Au moment de l’observation, il existe bien encore une équipe d’assurance qualité en interne, essentiellement constituée de stagiaires, dont le travail est devenu part intégrante du processus de production, et qui a été constituée et prise en main, tout comme le support client, par Fabien S.
Au niveau du test, ouais, j’ai monté le truc. Après je suis passé au CS, là le test s’est mis à partir en sucette, et je l’ai récupéré par la suite. En fait, le vrai problème c’était qu’ils étaient en frontal avec la production en bas, donc ça faisait une grande équipe, et on peut pas être juge et arbitre. Donc j’ai pris tous les testeurs, je les ai montés là-‐haut, et personne n’osait monter nous voir. Y’avait la production en bas, ils travaillaient sur un produit qu’ils nous soumettaient et nous on disait oui ou non, et on travaillait comme ça. Et y’avait une barrière physique, fallait monter les escaliers pour venir nous voir, c’était tout con : y’avait 3 portes à passer, y’avait untel avant dans la pièce, t’as pas vraiment envie de voir sa tête parce qu’il fait toujours la gueule, et c’était une barrière physique comme ça, et je sais que les gens osaient pas rentrer dans le bureau – je sais pas si tu nous as connus quand on était à cet endroit-‐là –
moi, ben j’étais le boss de fin de niveau, donc ça limitait les gens qui viennent nous voir pour des conneries, les devs réfléchissaient un peu plus. C’était une scission de la boîte où il faut qu’il y ait une partie qui travaille pour l’autre partie, et y’a des allers-‐retours clac, clac, clac, et après CS et on patch. Et après ça, ça s’est mis à très bien marcher.
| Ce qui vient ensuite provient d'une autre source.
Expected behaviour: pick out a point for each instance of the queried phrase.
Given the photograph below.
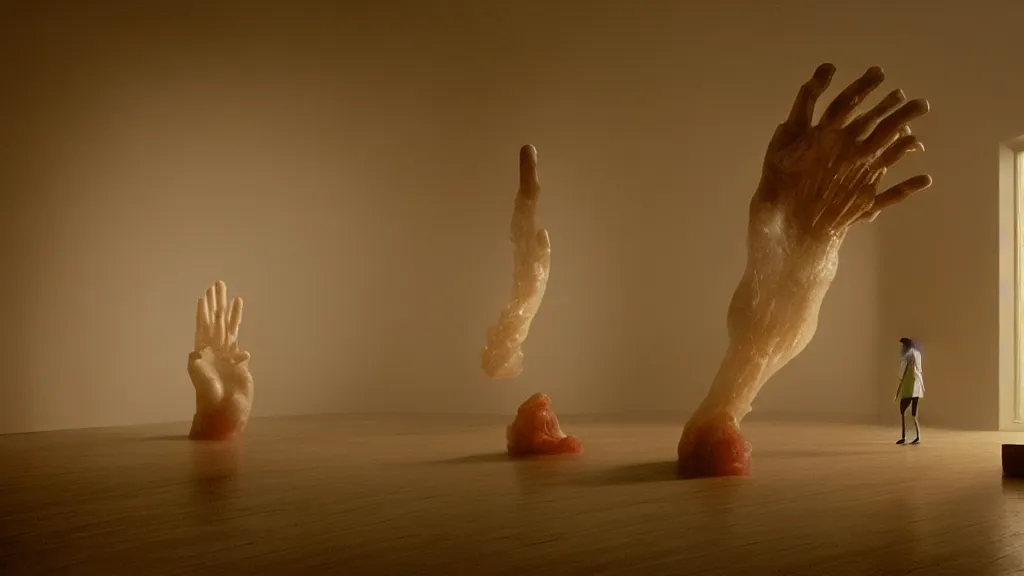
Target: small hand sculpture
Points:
(218, 369)
(816, 181)
(502, 356)
(536, 432)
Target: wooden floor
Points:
(436, 496)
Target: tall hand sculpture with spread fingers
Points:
(502, 356)
(816, 181)
(218, 369)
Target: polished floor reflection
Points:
(435, 495)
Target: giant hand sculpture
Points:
(816, 181)
(218, 369)
(502, 356)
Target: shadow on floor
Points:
(633, 474)
(168, 437)
(787, 454)
(476, 459)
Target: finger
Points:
(202, 321)
(543, 240)
(529, 184)
(235, 321)
(219, 330)
(211, 306)
(863, 124)
(802, 113)
(900, 192)
(898, 150)
(843, 107)
(888, 128)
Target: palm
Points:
(826, 176)
(218, 369)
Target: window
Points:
(1019, 286)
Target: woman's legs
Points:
(904, 403)
(916, 427)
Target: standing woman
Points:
(911, 387)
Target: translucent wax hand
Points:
(502, 356)
(816, 181)
(218, 369)
(536, 432)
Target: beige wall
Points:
(349, 170)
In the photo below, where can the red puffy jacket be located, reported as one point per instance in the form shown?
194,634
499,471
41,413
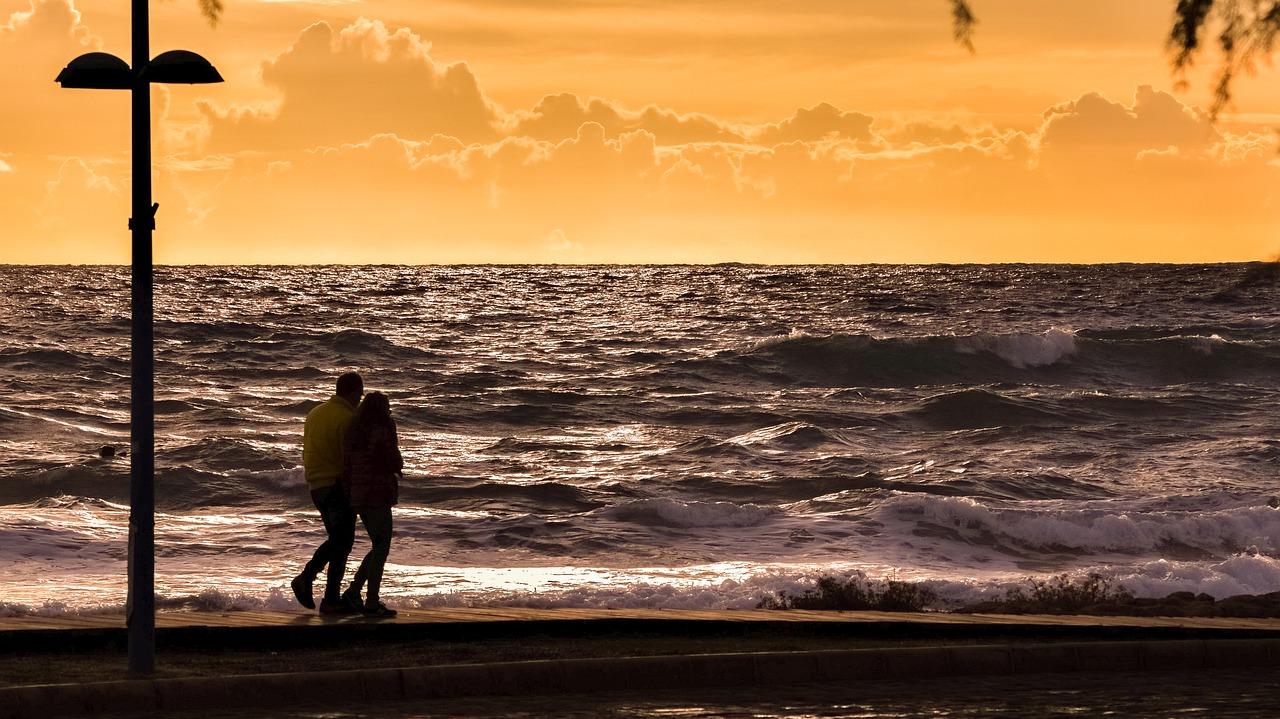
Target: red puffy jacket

– Entretien, Fabien S., responsable « Online Services », AoU
Ce qui semble, au final, le plus stable dans l’histoire du projet, sont les éléments centraux du background du jeu, et leurs traductions graphiques, qui comptent parmi les premières productions, dont on peut retrouver la trace dans les archives, et dont les métiers ont presque disparu de l’organisation de Stillnode au moment de l’observation, faisant dire à quelques esprits cyniques, que, les graphistes ayant bien fait leur travail, ils avaient été les premiers à avoir été remerciés.